- Relator(a)
- Douglas Alencar Rodrigues
- Órgão julgador
- 5ª Turma
- Data do julgamento
- 12/06/2024
- Data de publicação
- 17/06/2024
TST – Agravo 1000031-67.2021.5.02.0072, Rel. Douglas Alencar Rodrigues, 5ª Turma, j. 12/06/2024, p. 17/06/2024
EMENTA: AGRAVO. AGRAVO DE INSTRUMENTO EM RECURSO DE REVISTA. REGIDO PELA LEI 13.467/2017. INDENIZAÇÃO POR DANO MATERIAL. PENSÃO MENSAL. PERDA PARCIAL DA CAPACIDADE LABORATIVA. PERCENTUAL. TRANSCENDÊNCIA NÃO RECONHECIDA NA DECISÃO AGRAVADA. O Tribunal Regional registrou a comprovação da incapacidade parcial e permanente decorrente do acidente de trabalho.

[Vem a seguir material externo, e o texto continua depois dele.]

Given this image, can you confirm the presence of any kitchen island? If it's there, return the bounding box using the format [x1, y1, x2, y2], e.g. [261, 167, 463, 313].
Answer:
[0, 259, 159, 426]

Destacou que consta do laudo pericial que " a autora, por conta do acidente e cirurgia que a ele se seguiu, ficou com sequela no pé direito (A reclamante apresenta sequela de fratura em 5º dedo do pé direito e alteração neuropática), com leve dificuldade para andar normalmente. O perito acrescenta que a sequela em questão não impede a autora de desenvolver o trabalho que realizava na ré, mas representa perda da capacidade laboral, mensurada em cerca de 10 % ". Acrescentou que " configurando-se a lesão (a perda da capacidade laboral), o caráter permanente da sequela , a culpa do reclamado e o nexo causal entre o acidente e o estado de saúde da trabalhadora, reforma-se a sentença para acolher o pedido de pensão mensal vitalícia de 10% do valor do salário (incluindo-se décima terceira parcela) que a reclamante recebia no banco, iniciando-se o direito ao benefício na data do desligamento (quando reclamante ficou sem salário e sem benefício previdenciário, agudando-se o dano material )." A jurisprudência desta Corte está sedimentada no sentido de inexistir exceção, no artigo 950 do CCB, quanto ao pagamento da pensão por danos materiais, nas hipóteses em que configurada redução da capacidade de trabalho - mesmo que parcial e/ou temporária. Extraindo-se do quadro fático a comprovada redução da capacidade para o exercício da profissão, ainda que em grau menor, faz jus o trabalhador à indenização equivalente, conforme a jurisprudência desta Corte. Nesse contexto, não afastados os fundamentos da decisão agravada, nenhum reparo enseja a decisão, que merece ser mantida, com acréscimo de fundamentação. Agravo não provido, com acréscimo de fundamentação. (Tribunal Superior do Trabalho (5ª Turma). Acórdão: 1000031-67.2021.5.02.0072. Relator(a): DOUGLAS ALENCAR RODRIGUES. Data de julgamento: 12/06/2024. Juntado aos autos em 17/06/2024.)